I surf fish PCB all the time, never heard of sheepshead being caught in the surf and flounder in the surf are not common at all, we get them in the bays and dune lakes. You will catch redfish/red drum/channel bass, pompano, black drum, whiting (southern or gulf kingfish), sharks and spanish mackerel with bluefish showing up in large numbers come fall through the winter.  You will also catch jack crevalle, catfish and tons of lady fish, which I target in the surf with a fly rod. Here are some Panama City Beach surf fishing pictures.


----------



## redneck_billcollector (Jan 17, 2022)

I wade fish the dune lakes just west of PCB a good bit, but exclusively with a fly rod...the fish in the photos were all caught in the same lake in one little stretch that I wade all the time, often on the same fly, nothing large, but fun on a fly rod.


----------



## Sharkfighter (Jan 20, 2022)

Sixes said:


> Black sea bass tops the list, but it takes a whole lot of them for a good meal.
> 
> I love fried sea trout also, and mullet dip



I say 3 decent Black Bass for 2 adults if going the skinless boneless route with a good appetite.  Buddy and me got 5 last weekend So that is 2 1/2 in frying pan for me and the wife.


----------



## almoore (Jan 20, 2022)

redneck_billcollector said:


> I wade fish the dune lakes just west of PCB a good bit, but exclusively with a fly rod...the fish in the photos were all caught in the same lake in one little stretch that I wade all the time, often on the same fly


On a gurgler.  That looks like a lot of fun!


----------



## Polkberry (Jan 22, 2022)

Puppy drum (smaller black drum with stripes) as good as it gets besides grouper IMO. Hardly anybody fishes for them and they are plentiful and easy to catch.
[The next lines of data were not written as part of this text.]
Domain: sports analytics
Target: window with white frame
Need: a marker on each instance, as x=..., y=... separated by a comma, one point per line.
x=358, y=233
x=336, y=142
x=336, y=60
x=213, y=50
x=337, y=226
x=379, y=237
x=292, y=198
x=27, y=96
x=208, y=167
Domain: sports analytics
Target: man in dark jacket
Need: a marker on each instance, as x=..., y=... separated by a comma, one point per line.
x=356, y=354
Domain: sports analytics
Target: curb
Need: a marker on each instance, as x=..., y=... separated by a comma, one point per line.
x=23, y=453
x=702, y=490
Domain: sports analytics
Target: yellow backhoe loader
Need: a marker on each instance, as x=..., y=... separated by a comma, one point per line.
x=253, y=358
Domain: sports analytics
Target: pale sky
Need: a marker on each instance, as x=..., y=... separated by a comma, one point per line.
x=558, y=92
There used to not even be a limit on em but that may have changed.


----------



## charlie81 (Feb 6, 2022)

I agree with the puppy drum. I usually get lucky and catch one or two when I’m fishing the Jekyll pier. I don’t know how specifically target them though


----------



## Polkberry (Feb 7, 2022)

charlie81 said:


> I agree with the puppy drum. I usually get lucky and catch one or two when I’m fishing the Jekyll pier. I don’t know how specifically target them though


.   
  What I call a puppy drum is a juvenile black drum that still have vertical stripes . Lots of people refer to slot reds as puppy drum too.  In summer they seem to be scattered about around shallow cover in bays . In the winter I find them bunched up on the top lip of the channel drop around rocks close to river mouths in 5' to 10'. I fish on the bottom like catfishing.


----------



## Pate55 (Feb 28, 2022)

From the beach whiting is the tastiest. In the Ocean off GA coast, trigger is # 1 with Cobia being a close 2nd. A little farther offshore and the sand tile fish taste like a scalop met a lobster and had babies. Delicious!


----------